Приезжаю к Наташе. Еще не особо поздно. Сережка уже спит, не успел пожелать ему спокойной ночи. Осторожно целую его в упругую сладкую щечку. Сын — моя семья и вообще все, что у меня есть.

— Наташ, — говорю, когда мы проходим в кухню, и я выкладываю из спортивной сумки на стол продукты и напитки, — я устроил его в детсад, в соседнем квартале. Но возьмут его только послезавтра. Один день можно он побудет здесь у тебя, еще только один день?
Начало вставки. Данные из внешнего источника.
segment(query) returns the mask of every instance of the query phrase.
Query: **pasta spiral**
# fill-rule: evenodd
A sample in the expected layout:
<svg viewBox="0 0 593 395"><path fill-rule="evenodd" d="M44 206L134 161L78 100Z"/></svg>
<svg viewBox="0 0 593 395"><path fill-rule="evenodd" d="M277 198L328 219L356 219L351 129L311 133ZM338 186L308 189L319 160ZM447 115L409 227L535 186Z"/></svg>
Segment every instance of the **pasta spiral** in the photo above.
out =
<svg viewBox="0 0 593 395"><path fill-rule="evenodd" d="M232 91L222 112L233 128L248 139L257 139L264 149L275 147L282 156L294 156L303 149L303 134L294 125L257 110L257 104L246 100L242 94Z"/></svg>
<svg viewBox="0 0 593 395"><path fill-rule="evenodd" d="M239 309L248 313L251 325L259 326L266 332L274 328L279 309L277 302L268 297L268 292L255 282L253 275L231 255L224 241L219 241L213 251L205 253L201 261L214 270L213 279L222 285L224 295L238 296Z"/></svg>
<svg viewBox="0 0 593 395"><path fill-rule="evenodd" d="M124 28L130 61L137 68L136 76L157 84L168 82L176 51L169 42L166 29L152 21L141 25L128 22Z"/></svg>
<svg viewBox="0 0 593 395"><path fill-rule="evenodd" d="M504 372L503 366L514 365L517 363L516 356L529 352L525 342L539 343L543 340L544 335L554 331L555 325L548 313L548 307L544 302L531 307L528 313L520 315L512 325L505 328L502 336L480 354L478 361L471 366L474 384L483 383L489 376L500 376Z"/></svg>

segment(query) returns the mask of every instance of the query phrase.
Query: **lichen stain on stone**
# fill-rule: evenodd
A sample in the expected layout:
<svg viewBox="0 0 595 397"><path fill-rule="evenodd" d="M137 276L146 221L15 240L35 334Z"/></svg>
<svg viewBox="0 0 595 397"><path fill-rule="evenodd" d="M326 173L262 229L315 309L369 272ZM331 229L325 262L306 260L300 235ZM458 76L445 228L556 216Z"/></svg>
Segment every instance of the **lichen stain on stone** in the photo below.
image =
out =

— Нельзя, — отрезает Ната, как строгий шеф-повар. — Завтра мы все работаем. И потом знаю я вас, подлиз — последний день, а может, предпоследний, а потом еще только половинка дня и так далее. Ты хоть знаешь, что сразу на весь день в садик нормальные родители детей не отдают? Постепенно приучают, по чуть-чуть, чтобы ребенок стресс не получил.

А вот об этом я не подумал. В этой квартире как-то нормально сын влился в компанию.

— Так вот, хватит дурью мучиться, — продолжает опытная мамаша. — Из моего окружения, из проверенных лиц, завтра не уходит на работу только Марина. Оставь сына у нее. Они хорошо общались, ты видел. И вкусняшки свои забирай, уже весь холодильник забил, вот к Марине их и отнеси.

Я зависаю при упоминании Воробьевой. Похоже, даже не ответил.

— Молчишь? — хмыкает Наталья. — То есть спасать ее и трахаться с ней ты можешь, а ребенка на полсуток доверить — нет?! Вы сами как дети, оба! Играете в какие-то дурацкие игры. А ты, по большому счету, ее даже не знаешь.